Ao contrário do que muitas vezes se pensa o passado não é o único lugar no tempo para onde olha o historiador. O presente que é formado e tornado inteligível através do passado, pasmem, também é história. Afinal de contas o historiador é produto de seu tempo, de seu presente. Tempo às vezes distante daquele em que lança seu olhar.Mas o que terá nos atraído pra essa complicada área do conhecimento? Acredito que a resposta possa ser encontrada nos tempos de colégio. Não são poucos os relatos entre nós, que citam a intrigante figura do professor que conseguiu despertar-nos para História. Aquele que conseguiu, de alguma forma, transformar um emaranhado de datas e nomes em algo que beirava o fantástico ou poético. Não eram mais fatos e nomes, mas problemas a serem pensados e criticados. Infelizmente, nem todos tem a mesma oportunidade de enxergar a poesia da história e de todas as outras disciplinas. Aqui está nosso maior problema.

Ser educador em um país ainda coberto pela desigualdade social e pelo descaso com a educação de seu povo é algo trágico para não dizer desesperador. Os problemas a serem enfrentados por nós e nossos colegas são tão variados quanto numerosos, mas ainda existe luz no fim do túnel. Cabe a nós o esforço para reverter este quadro nefasto impedindo a incessante reprodução de analfabetos funcionais e indivíduos desestimulados. Não quero dizer que somos nós, os educadores, os salvadores da pátria, mas aqueles que podem efetivamente, mesmo com todos os problemas, plantar as sementes para uma mudança.

Penso agora em outro historiador francês, Georges Duby, que dizia que enquanto historiadores prestamos um serviço à sociedade, tendo como obrigação manter vivo o espírito crítico entre os homens. Espírito crítico que nos últimos tempos tem andado meio sumido dos corredores da universidade, instituição do dito ensino superior, local privilegiado da discussão, da busca do conhecimento e da diversidade cultural. Pensando na UFOP, percebemos que ela não vive a acepção máxima da palavra universidade por conta dos bairrismos de curso e outros problemas que bem conhecemos. A busca do conhecimento e o convívio com a pluralidade de pensamento são substituídos pela distância, ou melhor, pela ignorância.
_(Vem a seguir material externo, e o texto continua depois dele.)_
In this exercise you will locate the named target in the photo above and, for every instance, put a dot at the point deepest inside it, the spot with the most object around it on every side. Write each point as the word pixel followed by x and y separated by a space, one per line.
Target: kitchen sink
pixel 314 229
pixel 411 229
O ensino superior público neste país atravessa um momento delicado. Baixos investimentos, problemas de estrutura física, acadêmica e até ideológica colocam nossas universidades em situação difícil. Há de se destacar que mesmo com todos os problemas enumerados, a universidade resiste com a luta de alunos, professores e funcionários que fazem com que o ensino superior público ainda seja sinônimo de ensino e produção científica de excelência. Contudo, reitero que mudanças são imprescindíveis agora. O governo deve assumir sua responsabilidade para com a educação no país, tanto a fundamental quanto a superior. E nós, cidadãos, também devemos nos conscientizar da real importância desse espaço para nossas vidas.

Mas mudando um pouco o rumo desta “prosa”, volto novamente minhas palavras para a turma de história 2004/2. Aqueles que, em sua maioria, chegaram nessa universidade à exatamente quatro anos, no dia 12 de fevereiro de 2001. Nesse momento, não somos mais os historiadores, mas o objeto estudado. Não sei se todos lembram da metáfora do anjo de Walter Benjamim, mas acho que ela se encaixa um pouco aqui. Na referida metáfora, o historiador é um anjo que sobrevoa uma cidade em ruínas. Intrigado com o que teria acontecido naquele local, o anjo quer descer e despertar os mortos de seu sono e lhes perguntar o que aconteceu. O problema é que a cada morto ressuscitado a versão do ocorrido muda.

Assim como os mortos da metáfora de Benjamim, cada um de nós guardará para sempre uma versão particular do que aconteceu durante nosso curso. Cada um lembrará de uma forma particular das provas de 500 páginas do Renato, das chatices do Baiano, das partidas de totó no CAHIS, das palestras da calourada, do campeonato de futebol, das ruas tortas de Ouro Preto e Mariana, das vezes que voltou sujo de “lama” do rock e dos amigos e amores que conquistamos nesse tempo.

Assim meus amigos, as areias do tempo continuam correr. Cada um com sua ampulheta seguimos nossa história. Aquele abraço.